Alışkın olmadığımız bir durum. Bir günde 8 HDP’li belediyeye kayyım atanıyor ama her fırsatta HDP’ye saldıran İçişleri Bakanı da AKP medyası da sessizliğe bürünüyor.

Ne diyordu İçişleri Bakanı Süleyman Soylu, Mayıs 2019’da kayyımları savunurken:

"Önümüzdeki 5 yıl aynı şekilde devam edelim. Çok net söylüyorum orada HDP’nin belediyesi filan kalmaz."

Pazartesi günü HDP’li 8 belediyeye daha kayyım atandı, belediye eş başkanları gözaltına alındı. 31 Mart 2019 seçimlerinden bu yana HDP’nin ezici bir çoğunlukla kazandığı 65 belediyeden 40’ına kayyım atanmış oldu. Bir yılda 40 belediye…

Bu gidişle beş yıla kalmadan HDP’li belediyelerin tümüne kayyım atanması şaşırtıcı olmayacak ne yazık ki.

Her haksızlıkta olduğu gibi son belediye gaspına da sadece belli bir kesim özellikle de sosyal medyada tepki gösterdi.

Evet, korona günlerinde insanlar can derdine düşmüşken AKP-MHP iktidarı bir kez daha Kürt düşmanlığını gösterdi.

Ancak bu kez başka bir tutum takındı iktidar. Alp Altınörs dün Artı Gerçek’teki yazısında buna dikkat çekiyordu.

"İlginçtir" diyordu Altınörs, "Bu yazı yazıldığı saat (21:00) itibariyle, İçişleri Bakanlığı, Valilik ve kaymakamlık sitelerinde konuya dair herhangi bir açıklama bulunmamaktadır.
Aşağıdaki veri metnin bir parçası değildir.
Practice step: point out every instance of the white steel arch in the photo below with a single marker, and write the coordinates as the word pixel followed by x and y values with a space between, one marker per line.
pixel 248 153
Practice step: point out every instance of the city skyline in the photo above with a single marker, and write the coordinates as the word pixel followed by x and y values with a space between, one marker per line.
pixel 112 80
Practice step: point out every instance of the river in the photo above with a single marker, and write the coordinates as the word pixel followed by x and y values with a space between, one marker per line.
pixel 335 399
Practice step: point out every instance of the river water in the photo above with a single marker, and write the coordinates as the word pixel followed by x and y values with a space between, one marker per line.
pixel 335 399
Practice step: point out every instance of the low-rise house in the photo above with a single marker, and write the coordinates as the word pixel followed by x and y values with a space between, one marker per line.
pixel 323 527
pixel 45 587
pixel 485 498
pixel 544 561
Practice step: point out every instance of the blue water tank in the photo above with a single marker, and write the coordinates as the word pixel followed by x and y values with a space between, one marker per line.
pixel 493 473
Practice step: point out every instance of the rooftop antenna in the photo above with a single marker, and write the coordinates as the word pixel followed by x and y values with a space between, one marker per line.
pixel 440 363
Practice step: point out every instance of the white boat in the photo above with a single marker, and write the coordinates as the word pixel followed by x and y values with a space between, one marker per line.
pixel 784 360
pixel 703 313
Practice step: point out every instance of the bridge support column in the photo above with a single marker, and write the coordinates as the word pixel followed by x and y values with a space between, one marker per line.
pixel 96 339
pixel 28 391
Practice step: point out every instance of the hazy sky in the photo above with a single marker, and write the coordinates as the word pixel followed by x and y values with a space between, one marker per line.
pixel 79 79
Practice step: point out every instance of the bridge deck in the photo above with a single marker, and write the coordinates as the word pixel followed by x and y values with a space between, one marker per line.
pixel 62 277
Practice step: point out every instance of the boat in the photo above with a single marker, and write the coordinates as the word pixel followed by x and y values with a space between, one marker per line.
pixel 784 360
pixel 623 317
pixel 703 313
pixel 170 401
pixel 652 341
Ayrıca iktidarın haber kanalı olan Anadolu Ajansı’nda da gözaltı ve kayyumlara dair herhangi bir haber yok. Korsan bir kayyum atamasını andırıyor. Yani mümkün mertebe kimse duymadan yapılmak istenen gizli kapaklı bir işe benziyor."

Altınörs gibi ben de söz konusu açıklamaları boşuna aradım dün. Ne İçişleri Bakanlığı ne valilik sitelerinde kayyım atamalarına ilişkin bir haber, duyuru ya da açıklama buldum. Ne de İçişleri Bakanlığı’nın ve bakan Soylu’nun sosyal medya hesabında bir açıklama…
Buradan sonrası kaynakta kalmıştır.